This Isn’t New, But It’s Important

Today Investors.com posted a story stating that:

President Obama says the Occupy Wall Street protests show a “broad-based frustration” among Americans with the financial sector, which continues to kick against regulatory reforms three years after the financial crisis.

“You’re seeing some of the same folks who acted irresponsibly trying to fight efforts to crack down on the abusive practices that got us into this in the first place,” he complained earlier this month.

The article asks, “But what if government encouraged, even invented, those “abusive practices”?

Well, they did. In December of 2008, I (rightwinggranny.com) posted an article linking to a youtube video entitled “Burning Down The House.” The story told in that video may be finally getting out. I strongly suggest you follow the link and watch the video.

Investors.com is reporting on a document from 1994 that sought to make sure that there was no discrimination in the lending industry. A great idea, but it overlooked the fact that banks needed to discriminate against those people seeking loans that they were unable to pay back.

The article reports:

At President Clinton’s direction, no fewer than 10 federal agencies issued a chilling ultimatum to banks and mortgage lenders to ease credit for lower-income minorities or face investigations for lending discrimination and suffer the related adverse publicity. They also were threatened with denial of access to the all-important secondary mortgage market and stiff fines, along with other penalties.

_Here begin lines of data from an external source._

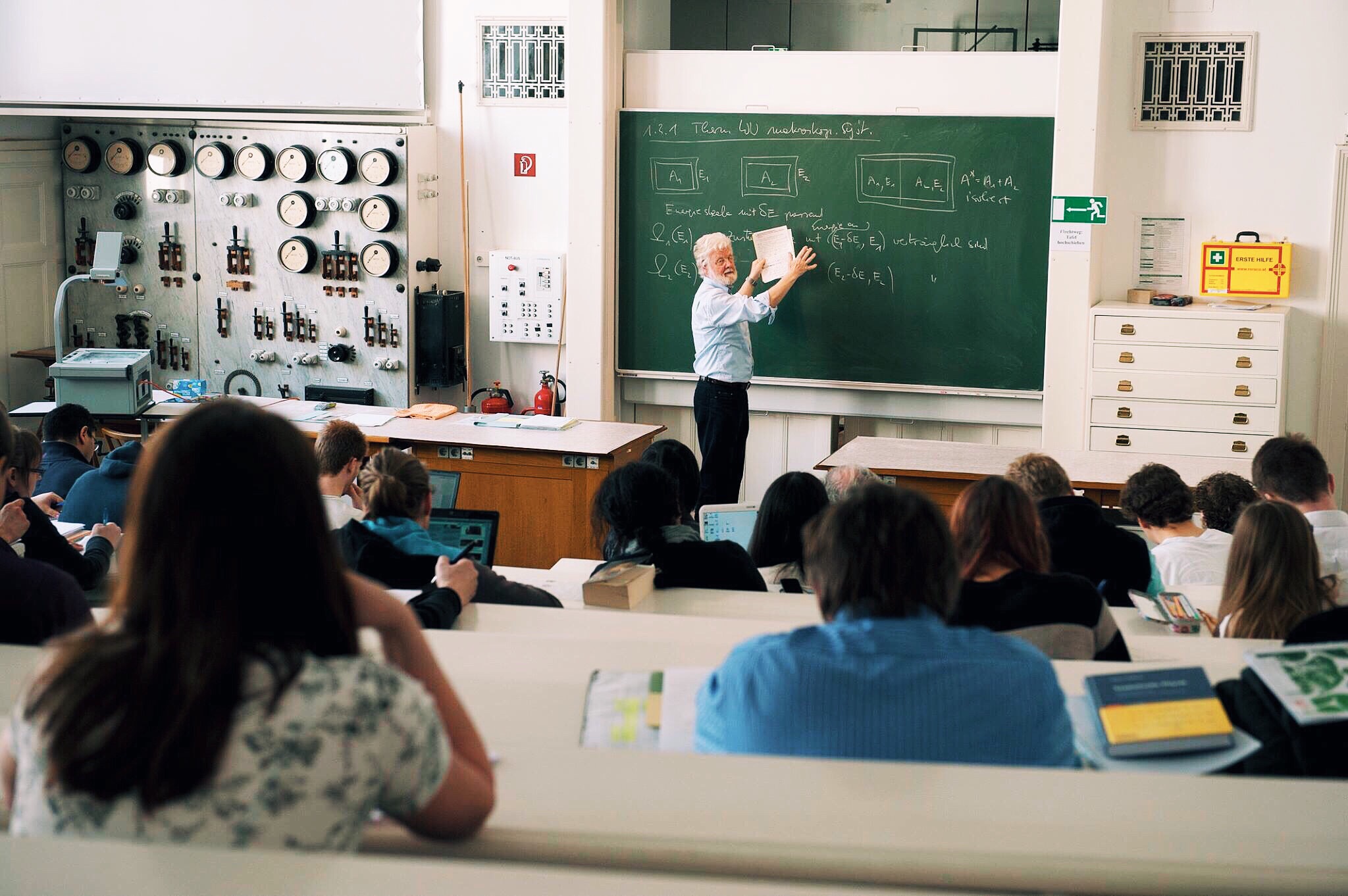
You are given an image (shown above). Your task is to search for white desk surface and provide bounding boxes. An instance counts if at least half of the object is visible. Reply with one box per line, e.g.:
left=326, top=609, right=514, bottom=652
left=259, top=399, right=665, bottom=455
left=818, top=436, right=1251, bottom=487
left=0, top=837, right=984, bottom=896
left=0, top=635, right=1348, bottom=895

The threat was codified in a 20-page “Policy Statement on Discrimination in Lending” and entered into the Federal Register on April 15, 1994, by the Interagency Task Force on Fair Lending. Clinton set up the little-known body to coordinate an unprecedented crackdown on alleged bank redlining.

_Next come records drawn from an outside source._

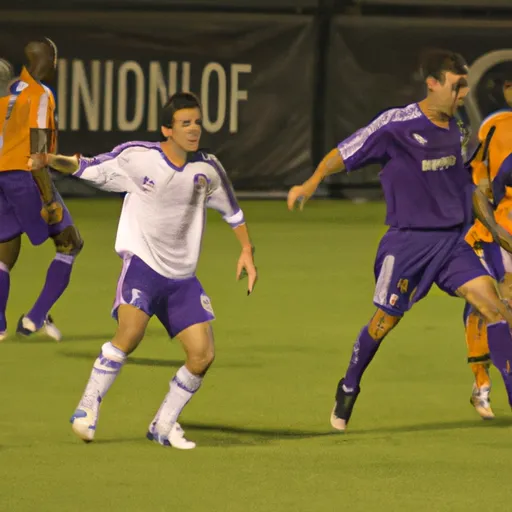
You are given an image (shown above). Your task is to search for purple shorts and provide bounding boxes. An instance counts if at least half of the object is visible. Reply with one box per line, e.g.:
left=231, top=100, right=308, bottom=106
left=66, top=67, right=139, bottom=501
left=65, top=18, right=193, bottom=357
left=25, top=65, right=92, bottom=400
left=112, top=256, right=215, bottom=338
left=373, top=228, right=488, bottom=316
left=0, top=171, right=73, bottom=245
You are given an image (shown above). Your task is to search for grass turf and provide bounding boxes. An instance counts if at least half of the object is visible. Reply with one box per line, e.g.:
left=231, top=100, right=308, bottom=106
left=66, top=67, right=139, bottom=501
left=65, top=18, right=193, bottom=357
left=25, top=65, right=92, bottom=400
left=0, top=200, right=512, bottom=512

The edict — completely overlooked by the Financial Crisis Inquiry Commission and the mainstream media — was signed by then-HUD Secretary Henry Cisneros, Attorney General Janet Reno, Comptroller of the Currency Eugene Ludwig and Federal Reserve Chairman Alan Greenspan, along with the heads of six other financial regulatory agencies.

“The agencies will not tolerate lending discrimination in any form,” the document warned financial institutions.

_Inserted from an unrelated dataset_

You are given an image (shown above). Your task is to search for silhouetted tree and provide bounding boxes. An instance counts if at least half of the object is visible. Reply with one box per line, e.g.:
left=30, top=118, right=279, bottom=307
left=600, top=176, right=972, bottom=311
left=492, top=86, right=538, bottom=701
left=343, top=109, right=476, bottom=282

This is the root of the housing crisis. Someone much wiser than I once said, “The road to hell is paved with good intentions.” This is an example of that statement.

We haven’t learned our lesson yet. The article reports:

Tom Perez, assistant attorney general for civil rights, recently testified that his division “continues to participate in the federal Interagency Fair Lending Task Force.” And he and the task force are working with the newly created Consumer Financial Protection Bureau to “enhance fair-lending enforcement.”

The fair-lending task force’s original policy paper undercuts the notion the financial crisis was all about banker “greed,” though it certainly played a role after the fact. Rather, it offers compelling evidence that the crisis evolved chiefly from government mandates and threats to increase lending to applicants who could not afford them.

This is the story about our current financial woes that needs to be told.